What is Big Data and what does it matter? How will Big Data improve your business and impact your life? Well, it’s all about capturing, analyzing, and driving efficiencies. This extreme focus on data science has yielded a new wrinkle in “datalogy,” spawning an emerging academic field that requires new tools, new skill sets, statistical modelers, text-mining professionals, and people who specialize in sentiment analysis.
The Good: There is time still to learn about Big Data and apply the Four V’s of Big Data: Volume, Velocity, Variety, and Veracity! (Source: IBM)
Volume: Enterprises are awash with ever-growing data of all types, easily amassing terabytes—even petabytes—of information. Turn 12 terabytes of Tweets created each day into improved product sentiment analysis. Convert 350 billion annual meter readings to better predict power consumption
Velocity: Sometimes 2 minutes is too late. For time-sensitive processes such as catching fraud, big data must be used as it streams into your enterprise in order to maximize its value. Scrutinize 5 million trade events created each day to identify potential fraud. Analyze 500 million daily call detail records in real-time to predict customer churn faster.
Variety: Big data is any type of data – structured and unstructured data such as text, sensor data, audio, video, click streams, log files and more. New insights are found when analyzing these data types together. Monitor 100’s of live video feeds from surveillance cameras to target points of interest. Exploit the 80% data growth in images, video and documents to improve customer satisfaction.

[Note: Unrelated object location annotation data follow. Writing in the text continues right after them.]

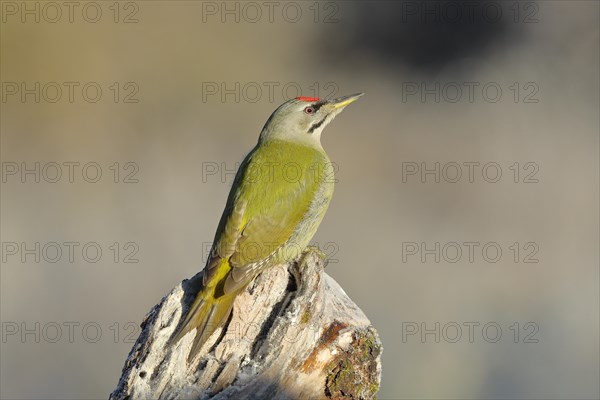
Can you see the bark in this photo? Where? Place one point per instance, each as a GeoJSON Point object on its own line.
{"type": "Point", "coordinates": [293, 334]}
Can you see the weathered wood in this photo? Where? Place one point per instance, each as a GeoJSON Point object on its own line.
{"type": "Point", "coordinates": [293, 334]}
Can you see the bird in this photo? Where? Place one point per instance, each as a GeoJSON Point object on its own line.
{"type": "Point", "coordinates": [279, 196]}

Veracity: 1 in 3 business leaders don’t trust the information they use to make decisions. How can you act upon information if you don’t trust it? Establishing trust in big data presents a huge challenge as the variety and number of sources grows.
The Bad: Coping with the Learning Curve and Getting the Big Wheels Turning. In July of 2012, the University of Virginia’s Jefferson Trust gave their president Teresa Sullivan $29 million to fund one of her newest initiatives, which is to establish new courses and curricula for the study of Big Data for its students to “handle the analysis and translation of massive amounts of data into creative opportunities for business and research.” The University of Louisiana, George Mason, and many other universities are following suit. But will their curriculum draw the combination left-brain and right-brain talent from the mathematic and actuarial minded students?
The Ugly: Big Shortages of Big Data Talent! By 2018, 140,000 to 190,000 people, as well as 1.5 million managers and analysts — with the know-how to use big data, will be needed! IT Managers will need to manage 100+ servers.
First step: Start collecting data! Worry how you will use it to your best effect later. You may not know what you are looking for until you cull the data (Jack Norris). Think in simple terms of capture, analyze, and driving efficiencies.
Just to see where you fit in on the learning curve, try a few qualifying questions.
What is a petabyte? 1 Quadrillion Bytes
How many zeroes in a Quadrillion? (15)
What is a Hadoop? An open-source distributed data processing platform.
The Apache Hadoop software library is a framework that allows for the distributed processing of large data sets across clusters of computers using simple programming models. It is designed to scale up from single servers to thousands of machines, each offering local computation and storage. Rather than rely on hardware to deliver high-avaiability, the library itself is designed to detect and handle failures at the application layer, so delivering a highly-availabile service on top of a cluster of computers, each of which may be prone to failures (hadoop.apache.org).